En las últimas horas he llegado a una teoría. Creo que Caio ya se ha terminado el libro, pero se lee las escenas finales una y otra vez para no tener que hablar conmigo. Sé que parece que estoy loco, pero habloen serio. ¡Acaba de pasar! Estaba pensando en si añadir Una rubia muy legal 2 a mi lista (decisión bien fácil porque me encanta Una rubia muy legal y me flipan las secuelas malas de películas buenas). Miré a Caio de reojo mientras pulsaba el botón de «Añadir a la lista» y… ¡lo pillé pasando hacia atrás las páginas del libro! ¡Se estaba leyendo otra vez las últimas páginas!

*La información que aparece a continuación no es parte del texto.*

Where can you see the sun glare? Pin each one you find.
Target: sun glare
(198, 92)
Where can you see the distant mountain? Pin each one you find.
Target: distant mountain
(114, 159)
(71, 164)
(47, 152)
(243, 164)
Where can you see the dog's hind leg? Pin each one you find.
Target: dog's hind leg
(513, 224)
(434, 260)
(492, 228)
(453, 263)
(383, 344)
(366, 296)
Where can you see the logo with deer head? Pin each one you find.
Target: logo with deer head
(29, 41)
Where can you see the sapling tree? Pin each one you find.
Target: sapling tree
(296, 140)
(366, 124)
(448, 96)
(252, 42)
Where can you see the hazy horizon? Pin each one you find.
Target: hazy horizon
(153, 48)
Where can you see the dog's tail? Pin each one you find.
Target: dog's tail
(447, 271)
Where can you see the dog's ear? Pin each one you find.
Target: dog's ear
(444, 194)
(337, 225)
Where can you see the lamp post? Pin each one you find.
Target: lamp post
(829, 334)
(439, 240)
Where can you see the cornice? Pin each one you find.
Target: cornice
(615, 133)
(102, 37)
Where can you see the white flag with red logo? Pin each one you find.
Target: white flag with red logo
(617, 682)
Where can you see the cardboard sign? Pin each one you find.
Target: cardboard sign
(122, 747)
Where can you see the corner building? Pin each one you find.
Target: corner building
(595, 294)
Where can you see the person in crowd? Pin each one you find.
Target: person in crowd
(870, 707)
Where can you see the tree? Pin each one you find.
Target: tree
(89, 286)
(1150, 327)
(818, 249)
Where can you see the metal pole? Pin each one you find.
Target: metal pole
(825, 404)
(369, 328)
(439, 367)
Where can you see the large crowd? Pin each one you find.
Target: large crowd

Y todo para no tener que cerrar el libro y sentirse obligado a hablar conmigo.

Soy, oficialmente, la peor compañía del mundo.

—¡Hoy es día de bizcocho! —exclama mi madre emocionada cuando entra en el salón—. Pero se han acabado los huevos y la harina, necesito mantequilla también y me apetecen unas uvas —enumera conforme apunta todo en un pedazo de papel—. ¿Quién va al súper?

—¡Yo! —respondemos Caio y yo a la vez.

—¡Fantástico, vais los dos! —dice mi madre sonriendo, mientras me da el dinero y la lista.